Banyak rekan yang memberikan
ucapan selamat ketika pengumuman mutasi itu menempatkan saya di kota
Purwakarta. Walau ada pula yang nyindir.. “Kok
cepet-cepet ngerem sih pak.. padahal kalau agak sabar satu jam lagi nyampe tuh
ke Bandung.” Adapula rekan saat di kantor lama delapan tahun lalu yang saat ini sudah menjabat sebagai
kepala kantor pajak salah satu kota di Sumatera memberikan ucapan dengan
selipan bahasa daerahnya: “Selamat ya
sanak, sekarang ke kantor cukup sepuluh menit ya?.” Entah “muji” atau
“ngejek” gak jelas apa maksudnya ucapan teman yang satu ini, tapi emang
begitulah gayanya dia. Dia sudah tahu kalau home base saya di Bandung, dan
pastinya dia juga tahu betul kalau jarak Bandung – Purwakarta itu sekitar 60
km, waktu tempuh via jalan tol pun setidaknya butuh 40 menit. Tetapi kok
bisa-bisanya bilang “cukup sepuluh menit”.

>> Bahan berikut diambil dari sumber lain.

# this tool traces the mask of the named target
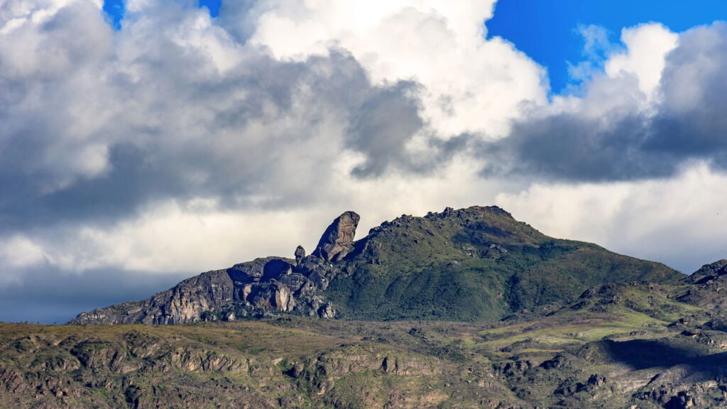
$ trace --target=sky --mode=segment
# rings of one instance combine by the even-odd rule
[[[721,1],[0,0],[0,320],[495,204],[727,257]]]

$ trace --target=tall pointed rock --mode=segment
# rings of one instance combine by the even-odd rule
[[[333,221],[321,237],[313,255],[326,261],[337,261],[346,256],[353,243],[353,236],[361,216],[356,212],[345,212]]]

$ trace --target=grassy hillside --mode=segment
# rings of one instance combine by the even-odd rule
[[[326,290],[356,319],[499,319],[607,282],[675,280],[663,264],[548,237],[496,207],[402,216],[371,230]],[[348,274],[347,274],[348,273]]]
[[[724,314],[678,300],[694,285],[601,285],[489,323],[0,324],[0,408],[724,407]]]

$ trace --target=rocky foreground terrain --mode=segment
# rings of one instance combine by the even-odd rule
[[[682,274],[590,243],[549,237],[497,207],[402,215],[353,241],[346,212],[311,254],[204,273],[141,301],[84,312],[73,324],[179,324],[289,312],[366,320],[499,319],[571,301],[606,282]]]
[[[0,324],[0,408],[727,407],[727,261],[684,276],[497,207],[357,222],[73,320],[116,325]]]

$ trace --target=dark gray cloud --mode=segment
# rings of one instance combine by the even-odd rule
[[[636,84],[618,79],[607,86],[628,95]],[[660,90],[655,114],[639,114],[624,98],[595,117],[575,111],[518,122],[509,138],[481,146],[484,173],[628,180],[669,177],[693,160],[727,170],[727,25],[684,33],[667,57]]]
[[[49,25],[63,26],[55,21],[65,17]],[[300,205],[316,199],[312,186],[329,179],[341,134],[349,134],[344,148],[366,156],[355,171],[365,177],[402,162],[404,144],[423,126],[409,95],[415,85],[374,86],[343,51],[301,63],[255,55],[220,76],[206,55],[158,41],[158,52],[134,60],[138,78],[112,60],[105,80],[84,79],[104,90],[89,112],[108,116],[100,123],[76,116],[73,106],[87,97],[70,96],[73,74],[0,84],[36,87],[40,95],[0,97],[7,119],[0,130],[0,229],[113,221],[169,199]],[[77,63],[90,71],[102,62]],[[86,122],[95,129],[74,133]],[[84,153],[89,146],[102,152]],[[103,170],[84,167],[94,154],[107,161]]]
[[[84,311],[150,297],[188,277],[116,270],[73,274],[46,266],[36,269],[32,280],[0,286],[0,322],[63,324]]]

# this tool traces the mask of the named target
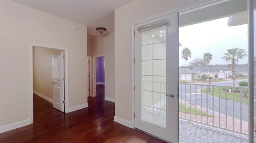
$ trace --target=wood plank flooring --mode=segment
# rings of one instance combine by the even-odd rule
[[[34,94],[34,123],[0,134],[0,143],[160,143],[161,140],[113,121],[114,103],[97,86],[89,107],[69,113]]]

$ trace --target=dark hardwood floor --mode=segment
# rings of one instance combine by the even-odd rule
[[[162,142],[114,121],[114,103],[104,100],[104,85],[97,88],[89,107],[69,113],[34,94],[34,123],[0,134],[0,143]]]

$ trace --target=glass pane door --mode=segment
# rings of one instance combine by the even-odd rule
[[[177,142],[178,14],[135,29],[166,19],[169,24],[135,32],[135,127]]]

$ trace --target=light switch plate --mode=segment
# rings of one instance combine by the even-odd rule
[[[124,84],[129,84],[129,80],[128,79],[124,79]]]

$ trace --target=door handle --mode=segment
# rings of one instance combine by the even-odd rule
[[[174,94],[166,94],[166,96],[170,96],[171,97],[174,97]]]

He he he.. ya itulah yang saya maksud gak jelas apakah ini “pujian” atau
“ejekan”. Tapi ya sudah lah.. sabar aja saya mah.
Memang sih kalau ditanya pilih
mana di Bandung atau di Purwakarta, saya tentu akan memilih di Bandung.
Walaupun Purwakarta pernah menjadi kota yang diharapkan, tapi perjalanan waktu
dan keadaan yang menjadikan Bandung lebih utama untuk dipilih.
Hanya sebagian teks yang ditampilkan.